This is an automated email from the ASF dual-hosted git repository.
jeffreyvo pushed a commit to branch main
in repository https://gitbox.apache.org/repos/asf/arrow-rs.git
The following commit(s) were added to refs/heads/main by this push:
new b1ddc241e9 fix: `Rows` `size` should use `capacity` and not `len`
(#9044)
b1ddc241e9 is described below
commit b1ddc241e9b985791e7c9e33fbb2f0f3c8ea2e2d
Author: Raz Luvaton <[email protected]>
AuthorDate: Sat Dec 27 02:52:16 2025 +0200
fix: `Rows` `size` should use `capacity` and not `len` (#9044)
# Which issue does this PR close?
N/A
# Rationale for this change
because `Rows` own the data and offsets vector, it should use the
capacity for tracking the size that it uses
# What changes are included in this PR?
replace `len` with `capacity` and added test
# Are these changes tested?
yes (and of course they are failing on main and passing with this fix)
# Are there any user-facing changes?
more accurate size
---
arrow-row/src/lib.rs | 47 +++++++++++++++++++++++++++++++++++++++++++++--
1 file changed, 45 insertions(+), 2 deletions(-)
diff --git a/arrow-row/src/lib.rs b/arrow-row/src/lib.rs
index 72a295627e..aa6543485f 100644
--- a/arrow-row/src/lib.rs
+++ b/arrow-row/src/lib.rs
@@ -1131,8 +1131,8 @@ impl Rows {
pub fn size(&self) -> usize {
// Size of fields is accounted for as part of RowConverter
std::mem::size_of::<Self>()
- + self.buffer.len()
- + self.offsets.len() * std::mem::size_of::<usize>()

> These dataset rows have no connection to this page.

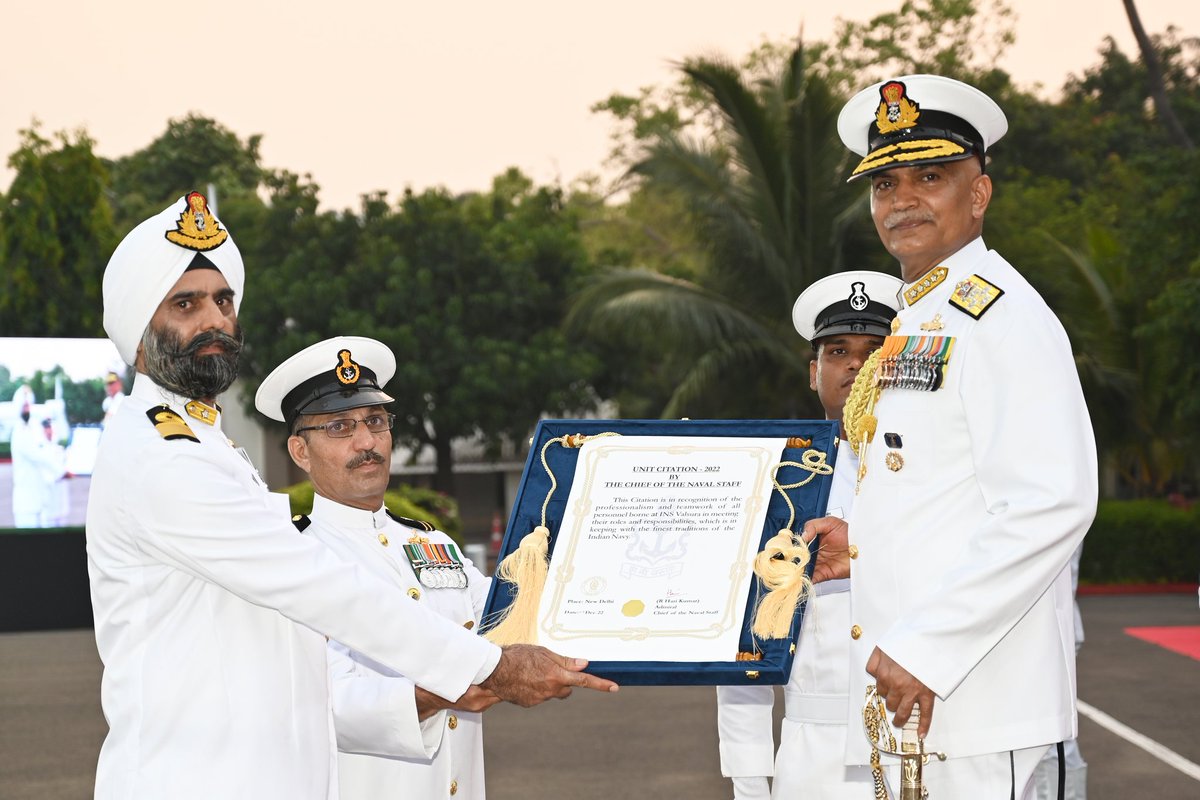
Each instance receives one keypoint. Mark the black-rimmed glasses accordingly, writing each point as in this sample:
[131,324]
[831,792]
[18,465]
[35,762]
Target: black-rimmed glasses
[375,423]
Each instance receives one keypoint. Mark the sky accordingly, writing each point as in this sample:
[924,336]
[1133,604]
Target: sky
[370,95]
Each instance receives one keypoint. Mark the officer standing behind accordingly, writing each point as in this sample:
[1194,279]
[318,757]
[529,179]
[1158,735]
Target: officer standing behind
[330,395]
[978,476]
[845,317]
[211,612]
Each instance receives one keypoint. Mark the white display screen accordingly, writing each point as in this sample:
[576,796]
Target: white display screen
[54,396]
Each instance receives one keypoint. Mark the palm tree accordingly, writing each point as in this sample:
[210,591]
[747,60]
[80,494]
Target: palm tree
[773,215]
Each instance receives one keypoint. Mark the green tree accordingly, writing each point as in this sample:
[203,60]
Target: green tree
[772,214]
[55,236]
[468,292]
[192,152]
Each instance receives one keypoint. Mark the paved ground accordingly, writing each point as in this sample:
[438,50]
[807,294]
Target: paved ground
[642,743]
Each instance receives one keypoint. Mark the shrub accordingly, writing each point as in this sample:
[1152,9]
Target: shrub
[1141,541]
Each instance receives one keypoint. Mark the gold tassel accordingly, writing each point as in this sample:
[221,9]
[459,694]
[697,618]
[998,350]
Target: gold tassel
[526,569]
[780,566]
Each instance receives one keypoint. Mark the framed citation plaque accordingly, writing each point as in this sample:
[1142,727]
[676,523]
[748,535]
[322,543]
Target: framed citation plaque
[649,531]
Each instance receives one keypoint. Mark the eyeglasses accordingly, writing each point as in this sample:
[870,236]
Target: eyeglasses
[375,423]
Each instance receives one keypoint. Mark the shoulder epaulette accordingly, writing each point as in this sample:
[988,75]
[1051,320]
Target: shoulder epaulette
[975,295]
[420,524]
[168,423]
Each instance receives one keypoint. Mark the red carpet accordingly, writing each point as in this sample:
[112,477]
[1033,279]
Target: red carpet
[1183,639]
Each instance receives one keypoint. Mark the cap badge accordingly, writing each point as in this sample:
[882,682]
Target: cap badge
[197,228]
[858,298]
[347,371]
[895,112]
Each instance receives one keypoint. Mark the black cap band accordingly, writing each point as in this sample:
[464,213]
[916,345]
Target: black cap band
[324,394]
[840,318]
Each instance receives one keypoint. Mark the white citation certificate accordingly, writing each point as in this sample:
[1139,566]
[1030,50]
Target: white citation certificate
[654,557]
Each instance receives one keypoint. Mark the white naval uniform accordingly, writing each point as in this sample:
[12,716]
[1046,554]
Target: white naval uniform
[210,612]
[384,751]
[963,572]
[813,741]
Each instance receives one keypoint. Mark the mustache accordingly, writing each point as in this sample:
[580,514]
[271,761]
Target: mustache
[231,344]
[903,217]
[365,457]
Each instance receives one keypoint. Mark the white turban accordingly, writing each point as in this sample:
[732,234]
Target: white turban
[149,260]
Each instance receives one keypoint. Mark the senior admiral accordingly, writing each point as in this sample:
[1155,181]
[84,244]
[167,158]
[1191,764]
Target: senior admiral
[845,317]
[395,739]
[211,612]
[978,474]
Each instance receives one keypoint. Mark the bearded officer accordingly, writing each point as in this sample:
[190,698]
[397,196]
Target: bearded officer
[978,476]
[210,611]
[331,397]
[845,317]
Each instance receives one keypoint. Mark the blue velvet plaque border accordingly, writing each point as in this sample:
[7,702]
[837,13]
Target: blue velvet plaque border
[809,500]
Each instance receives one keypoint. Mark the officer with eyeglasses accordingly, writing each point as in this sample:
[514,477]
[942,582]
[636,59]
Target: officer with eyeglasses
[211,613]
[393,737]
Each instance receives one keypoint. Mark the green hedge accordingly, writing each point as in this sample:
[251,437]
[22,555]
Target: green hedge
[1141,541]
[415,503]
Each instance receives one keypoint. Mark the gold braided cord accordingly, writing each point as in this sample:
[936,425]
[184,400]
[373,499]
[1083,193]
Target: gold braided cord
[879,732]
[573,440]
[811,461]
[526,567]
[781,564]
[857,420]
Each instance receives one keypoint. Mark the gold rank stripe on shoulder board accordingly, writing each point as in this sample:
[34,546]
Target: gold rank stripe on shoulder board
[202,411]
[169,425]
[925,284]
[975,295]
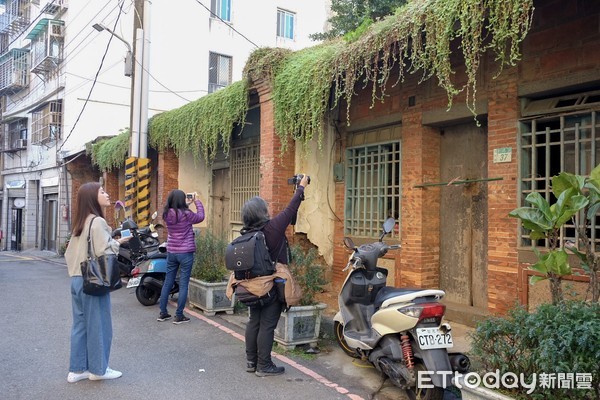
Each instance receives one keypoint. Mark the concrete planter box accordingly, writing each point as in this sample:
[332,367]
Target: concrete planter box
[299,325]
[478,393]
[210,297]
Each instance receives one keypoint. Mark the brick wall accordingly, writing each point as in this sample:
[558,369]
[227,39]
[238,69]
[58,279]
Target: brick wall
[275,168]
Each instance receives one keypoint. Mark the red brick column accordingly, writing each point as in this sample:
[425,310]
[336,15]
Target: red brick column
[168,179]
[81,171]
[419,264]
[275,168]
[503,114]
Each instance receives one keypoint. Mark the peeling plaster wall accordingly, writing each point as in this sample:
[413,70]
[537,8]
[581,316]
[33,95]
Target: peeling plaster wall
[316,217]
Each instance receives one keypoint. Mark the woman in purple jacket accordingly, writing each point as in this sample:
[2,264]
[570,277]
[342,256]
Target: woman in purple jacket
[181,246]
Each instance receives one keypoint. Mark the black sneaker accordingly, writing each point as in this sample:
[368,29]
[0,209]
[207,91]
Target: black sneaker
[180,319]
[163,317]
[250,366]
[271,370]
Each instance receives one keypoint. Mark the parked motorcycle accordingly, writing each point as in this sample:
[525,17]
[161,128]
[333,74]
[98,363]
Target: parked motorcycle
[143,241]
[400,331]
[149,275]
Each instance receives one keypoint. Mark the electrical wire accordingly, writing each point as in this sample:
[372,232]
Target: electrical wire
[93,84]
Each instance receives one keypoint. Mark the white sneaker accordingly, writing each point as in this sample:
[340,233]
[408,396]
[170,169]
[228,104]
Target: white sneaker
[77,376]
[109,374]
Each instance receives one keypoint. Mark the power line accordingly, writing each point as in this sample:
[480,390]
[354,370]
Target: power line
[93,83]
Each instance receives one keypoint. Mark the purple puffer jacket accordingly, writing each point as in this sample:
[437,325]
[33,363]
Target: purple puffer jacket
[179,226]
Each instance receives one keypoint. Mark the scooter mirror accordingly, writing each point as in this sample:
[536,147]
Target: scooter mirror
[388,225]
[348,243]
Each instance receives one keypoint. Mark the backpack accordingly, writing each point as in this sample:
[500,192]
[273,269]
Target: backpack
[248,256]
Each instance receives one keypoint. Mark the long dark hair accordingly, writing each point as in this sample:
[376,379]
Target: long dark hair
[87,203]
[176,201]
[255,213]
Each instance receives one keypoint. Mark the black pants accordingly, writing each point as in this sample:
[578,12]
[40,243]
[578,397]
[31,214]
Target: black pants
[260,332]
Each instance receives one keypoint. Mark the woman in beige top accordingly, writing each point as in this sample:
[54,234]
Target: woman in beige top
[91,335]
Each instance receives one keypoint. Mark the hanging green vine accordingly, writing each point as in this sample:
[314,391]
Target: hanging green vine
[419,38]
[197,127]
[110,153]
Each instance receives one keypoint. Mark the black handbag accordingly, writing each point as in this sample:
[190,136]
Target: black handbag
[100,274]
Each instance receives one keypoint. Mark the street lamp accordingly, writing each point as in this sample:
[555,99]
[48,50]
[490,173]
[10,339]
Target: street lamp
[128,56]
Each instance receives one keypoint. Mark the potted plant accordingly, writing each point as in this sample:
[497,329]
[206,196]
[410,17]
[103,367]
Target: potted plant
[208,281]
[301,324]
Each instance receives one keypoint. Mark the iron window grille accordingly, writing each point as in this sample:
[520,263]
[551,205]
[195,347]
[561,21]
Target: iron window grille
[549,145]
[46,123]
[219,72]
[245,173]
[221,8]
[285,24]
[373,188]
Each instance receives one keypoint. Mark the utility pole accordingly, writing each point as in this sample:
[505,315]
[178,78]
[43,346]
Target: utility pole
[137,165]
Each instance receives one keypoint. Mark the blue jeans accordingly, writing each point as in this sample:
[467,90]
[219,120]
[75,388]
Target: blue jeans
[91,335]
[182,262]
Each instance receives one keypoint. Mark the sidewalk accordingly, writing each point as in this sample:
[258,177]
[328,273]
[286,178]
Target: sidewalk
[460,332]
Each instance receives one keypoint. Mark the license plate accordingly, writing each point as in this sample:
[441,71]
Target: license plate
[434,338]
[134,282]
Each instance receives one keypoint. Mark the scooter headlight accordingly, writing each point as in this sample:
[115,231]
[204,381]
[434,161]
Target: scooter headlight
[411,311]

+ + self.buffer.capacity()
+ + self.offsets.capacity() * std::mem::size_of::<usize>()
}
/// Create a [BinaryArray] from the [Rows] data without reallocating the
@@ -4050,4 +4050,47 @@ mod tests {
// "a" < "z"
assert!(rows.row(3) < rows.row(1));
}
+
+ #[test]
+ fn rows_size_should_count_for_capacity() {
+ let row_converter =
RowConverter::new(vec![SortField::new(DataType::UInt8)]).unwrap();
+
+ let empty_rows_size_with_preallocate_rows_and_data = {
+ let rows = row_converter.empty_rows(1000, 1000);
+
+ rows.size()
+ };
+ let empty_rows_size_with_preallocate_rows = {
+ let rows = row_converter.empty_rows(1000, 0);
+
+ rows.size()
+ };
+ let empty_rows_size_with_preallocate_data = {
+ let rows = row_converter.empty_rows(0, 1000);
+
+ rows.size()
+ };
+ let empty_rows_size_without_preallocate = {
+ let rows = row_converter.empty_rows(0, 0);
+
+ rows.size()
+ };
+
+ assert!(
+ empty_rows_size_with_preallocate_rows_and_data >
empty_rows_size_with_preallocate_rows,
+ "{empty_rows_size_with_preallocate_rows_and_data} should be larger
than {empty_rows_size_with_preallocate_rows}"
+ );
+ assert!(
+ empty_rows_size_with_preallocate_rows_and_data >
empty_rows_size_with_preallocate_data,
+ "{empty_rows_size_with_preallocate_rows_and_data} should be larger
than {empty_rows_size_with_preallocate_data}"
+ );
+ assert!(
+ empty_rows_size_with_preallocate_rows >
empty_rows_size_without_preallocate,
+ "{empty_rows_size_with_preallocate_rows} should be larger than
{empty_rows_size_without_preallocate}"
+ );
+ assert!(
+ empty_rows_size_with_preallocate_data >
empty_rows_size_without_preallocate,
+ "{empty_rows_size_with_preallocate_data} should be larger than
{empty_rows_size_without_preallocate}"
+ );
+ }
}